Rigorous experimentation requires several things that most organizations skip:
Preregistration. Specify the primary metric, sample size, analysis plan, and stopping rule before you begin. This forces a distinction between confirmatory and exploratory conclusions that the data alone cannot provide.
Adequate power. Most A/B tests are underpowered. An experiment designed to detect a 5% lift when the true effect is 1% will mostly produce null results indistinguishable from a genuine null effect. The result is an organization that thinks it has tested something when it has mostly generated noise.
Honest null results. The standard in most experimentation programs is to ship when significant and shelve when not. This creates a biased record of what has been tried and learned. Null results are information.
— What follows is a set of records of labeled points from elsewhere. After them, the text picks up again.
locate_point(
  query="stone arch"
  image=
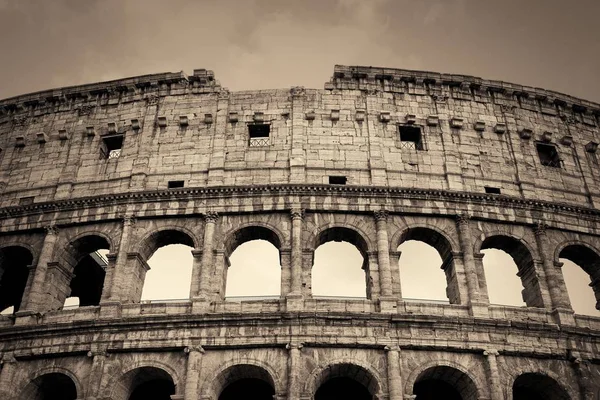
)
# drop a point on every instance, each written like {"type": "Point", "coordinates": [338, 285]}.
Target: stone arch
{"type": "Point", "coordinates": [15, 263]}
{"type": "Point", "coordinates": [240, 368]}
{"type": "Point", "coordinates": [515, 373]}
{"type": "Point", "coordinates": [164, 236]}
{"type": "Point", "coordinates": [33, 380]}
{"type": "Point", "coordinates": [367, 376]}
{"type": "Point", "coordinates": [523, 255]}
{"type": "Point", "coordinates": [587, 257]}
{"type": "Point", "coordinates": [443, 244]}
{"type": "Point", "coordinates": [446, 371]}
{"type": "Point", "coordinates": [118, 389]}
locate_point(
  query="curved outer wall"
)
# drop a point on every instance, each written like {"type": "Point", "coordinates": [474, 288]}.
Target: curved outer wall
{"type": "Point", "coordinates": [59, 189]}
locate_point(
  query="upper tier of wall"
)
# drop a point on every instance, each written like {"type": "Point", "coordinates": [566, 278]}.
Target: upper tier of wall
{"type": "Point", "coordinates": [475, 134]}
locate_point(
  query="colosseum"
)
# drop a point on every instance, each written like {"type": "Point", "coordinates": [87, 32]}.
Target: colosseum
{"type": "Point", "coordinates": [376, 158]}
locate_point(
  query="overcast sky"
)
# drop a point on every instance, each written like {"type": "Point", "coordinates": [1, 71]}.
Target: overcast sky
{"type": "Point", "coordinates": [258, 44]}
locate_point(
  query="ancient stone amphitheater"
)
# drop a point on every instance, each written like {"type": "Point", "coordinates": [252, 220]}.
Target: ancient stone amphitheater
{"type": "Point", "coordinates": [376, 158]}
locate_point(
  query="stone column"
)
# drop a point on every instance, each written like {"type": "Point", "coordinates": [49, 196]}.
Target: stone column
{"type": "Point", "coordinates": [95, 378]}
{"type": "Point", "coordinates": [493, 374]}
{"type": "Point", "coordinates": [34, 300]}
{"type": "Point", "coordinates": [196, 272]}
{"type": "Point", "coordinates": [294, 370]}
{"type": "Point", "coordinates": [297, 216]}
{"type": "Point", "coordinates": [394, 375]}
{"type": "Point", "coordinates": [556, 287]}
{"type": "Point", "coordinates": [192, 373]}
{"type": "Point", "coordinates": [207, 261]}
{"type": "Point", "coordinates": [383, 254]}
{"type": "Point", "coordinates": [118, 283]}
{"type": "Point", "coordinates": [466, 244]}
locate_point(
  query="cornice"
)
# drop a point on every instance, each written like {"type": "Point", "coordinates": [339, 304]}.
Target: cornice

An experiment that finds no effect — validly, with adequate power — is telling you something important.
Replication. A single significant result is weak evidence. A replicated significant result in an independent experiment is strong evidence. Few organizations have the discipline to require replication before acting on experimental findings.
These requirements are standard practice in clinical medicine, psychology replication efforts, and every field that has confronted the reproducibility crisis. The lesson from those fields is not that experimentation is unreliable — it is that experimentation without methodological discipline produces unreliable results that feel reliable.
The prevalence of invalid A/B testing is not primarily a statistical literacy problem. It is an incentive problem. Null results do not get celebrated in team meetings. Stopping an experiment because it failed to recruit enough participants looks like weakness. Preregistration requires committing to an answer before you see the data, which feels less flexible than the alternative.
Experimentation done well is slower, more expensive, and produces more uncertainty than experimentation done carelessly. The careless version produces confident, reportable numbers. The careful version produces honest, calibrated conclusions. Organizations that genuinely want to learn — rather than to produce the appearance of learning — have to choose the harder path.
The methods exist. The choice is whether to use them.